Image: Pakistani police at site of bombing
Naveed Ali  /  AP
A Pakistani police officer at the site of a suicide bombing attack that killed three U.S. soldiers in Pakistan on Wednesday.
updated 2/4/2010 7:03:35 PM ET 2010-02-05T00:03:35

Suspicion intensified Thursday that a suicide car bomber who killed three U.S. soldiers training Pakistani troops along the Afghan border had inside information on their movements.

If confirmed that Wednesday's suicide attack was aimed at the Americans, it would indicate an increased sophistication in militant tactics, as well as potential infiltration of extremists in Pakistani security forces.

Thousands of Pakistanis in at least four cities, meanwhile, protested a New York jury's conviction of a U.S.-educated Pakistani woman for shooting at American security officials in Afghanistan — shouting anti-U.S. slogans and burning the Stars and Stripes.

The attack on U.S. forces occurred in Lower Dir, a northwest district believed to be a crossroads for al-Qaida and the Taliban. The blast also killed three schoolgirls and a Pakistani paramilitary soldier. Two more U.S. soldiers were among dozens wounded.

Police official Naeem Khan said Thursday that authorities were investigating whether the suicide bomber knew the soldiers would be passing through Shahi Koto town and which vehicle to target in the five-car convoy, which also included Pakistani troops.

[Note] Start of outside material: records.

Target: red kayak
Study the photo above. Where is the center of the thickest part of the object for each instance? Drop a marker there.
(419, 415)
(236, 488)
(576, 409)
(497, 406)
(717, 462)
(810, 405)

Such convoys usually include green military vehicles carrying armed troops who are clearly visible. The Pakistani forces could also have been the target as they have frequently been over the past several years.

‘Massive search’
"We launched a massive search in the area yesterday, and now about 35 suspects are in our custody, and we are questioning them in an effort to trace those who orchestrated the suicide attack," Khan said. "God willing, we will capture those responsible for this carnage."

Local resident Gohar Khan said he saw a small car attack the convoy.

"As soon as the convoy appeared it rushed to that place and exploded," he told The Associated Press.

The soldiers killed were part of a small group of American troops training members of Pakistan's paramilitary Frontier Corps.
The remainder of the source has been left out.